Re: [PATCH 1/2] KVM: arm64: Fix sign-extension of MMIO loads

From: Fuad Tabba

Date: Tue Jun 23 2026 - 09:54:46 EST


On Tue, 23 Jun 2026 at 14:08, Marc Zyngier <maz@xxxxxxxxxx> wrote:
>
> On Mon, 22 Jun 2026 20:07:00 +0100,
> Fuad Tabba <fuad.tabba@xxxxxxxxx> wrote:
> >
> > A sign-extending load from MMIO (LDRSB, LDRSH, LDRSW) delivers a
> > zero-extended value: in kvm_handle_mmio_return(), vcpu_data_host_to_guest()
> > masks the data to the access width after sign-extension, stripping the
> > sign bits.
> >
> > Move vcpu_data_host_to_guest() ahead of sign-extension so the width mask
> > runs first. trace_kvm_mmio() moves with it and keeps reporting the raw
> > access-width data.
> >
> > Fixes: b30070862edbd ("ARM64: KVM: MMIO support BE host running LE code")
> > Signed-off-by: Fuad Tabba <fuad.tabba@xxxxxxxxx>
> > ---
> > arch/arm64/kvm/mmio.c | 7 ++++---
> > 1 file changed, 4 insertions(+), 3 deletions(-)
> >
> > diff --git a/arch/arm64/kvm/mmio.c b/arch/arm64/kvm/mmio.c
> > index e2285ed8c91de..d1c3a352d5a22 100644
> > --- a/arch/arm64/kvm/mmio.c
> > +++ b/arch/arm64/kvm/mmio.c
> > @@ -126,6 +126,10 @@ int kvm_handle_mmio_return(struct kvm_vcpu *vcpu)
> > len = kvm_vcpu_dabt_get_as(vcpu);
> > data = kvm_mmio_read_buf(run->mmio.data, len);
> >
> > + trace_kvm_mmio(KVM_TRACE_MMIO_READ, len, run->mmio.phys_addr,
> > + &data);
> > + data = vcpu_data_host_to_guest(vcpu, data, len);
>
> This helper is in charge of the endianness of the read from the
> guest's PoV. How can the sign-extension (which happens from the host's
> perspective) correctly work if it takes place after the byte swapping?
>
> To me, the real issue appears to be in the that helper, which swaps
> the data based on the size of the access instead of the width of the
> register.
>
> Or am I once more completely confused with the endianness crap?

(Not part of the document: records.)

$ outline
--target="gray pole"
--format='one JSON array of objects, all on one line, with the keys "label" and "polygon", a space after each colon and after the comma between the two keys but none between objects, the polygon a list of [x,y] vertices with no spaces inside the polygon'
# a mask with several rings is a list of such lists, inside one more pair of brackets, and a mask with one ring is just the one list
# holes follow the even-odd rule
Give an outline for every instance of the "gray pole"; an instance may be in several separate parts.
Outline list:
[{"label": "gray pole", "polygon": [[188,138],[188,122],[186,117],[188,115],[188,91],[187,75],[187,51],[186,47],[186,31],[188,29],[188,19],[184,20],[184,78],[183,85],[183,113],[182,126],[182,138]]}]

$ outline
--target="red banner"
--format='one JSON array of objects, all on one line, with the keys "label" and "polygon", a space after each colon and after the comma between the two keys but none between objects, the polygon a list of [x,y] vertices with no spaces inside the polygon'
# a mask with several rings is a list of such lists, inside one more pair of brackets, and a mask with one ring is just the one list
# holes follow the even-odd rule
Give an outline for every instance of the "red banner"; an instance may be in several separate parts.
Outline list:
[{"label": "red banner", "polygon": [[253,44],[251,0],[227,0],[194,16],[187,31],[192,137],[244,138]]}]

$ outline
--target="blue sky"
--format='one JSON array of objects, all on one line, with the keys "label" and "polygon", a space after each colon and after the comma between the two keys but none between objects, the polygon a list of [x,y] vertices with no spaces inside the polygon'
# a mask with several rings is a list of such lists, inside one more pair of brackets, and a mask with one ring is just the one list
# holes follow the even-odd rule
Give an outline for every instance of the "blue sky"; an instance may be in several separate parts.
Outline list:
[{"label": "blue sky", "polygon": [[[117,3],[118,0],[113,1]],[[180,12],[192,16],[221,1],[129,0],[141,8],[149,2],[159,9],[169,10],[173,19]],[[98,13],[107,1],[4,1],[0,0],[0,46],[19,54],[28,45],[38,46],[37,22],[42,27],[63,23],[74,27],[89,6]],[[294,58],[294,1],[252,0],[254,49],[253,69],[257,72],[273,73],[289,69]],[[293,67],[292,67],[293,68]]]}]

Endianess always confuses me too :D

My reading of the ARM ARM is that the byte reversal is keyed on the access
size there too. It lives in Mem{size}, with the register width handled
separately by SignExtend(regsize):

data = Mem[address, 2]; // byte-reversed by the access size, BE
X[t] = SignExtend(data, regsize);

So vcpu_data_host_to_guest(..., len) swapping by len matches the Mem-side
reversal. Swapping by the register width would reorder bytes that were never
loaded. An LDRSH into Wt reads 2 bytes but would bswap 4: the halfword
reaches the helper as 0x0180 host-native, cpu_to_be32 turns it into
0x80010000 instead of the 0x8001 cpu_to_be16 gives, and it never sign-extends
to 0xffff8001.

If that reading holds, none of the helper's ops are individually wrong, and
the only bug was the order, with the sign-extend running before the swap and
the width mask then dropping it. But I've gone round in circles on endianness
before (to say the least), so please say if I've done it again.

Cheers,
/fuad

>
> M.
>
> --
> Without deviation from the norm, progress is not possible.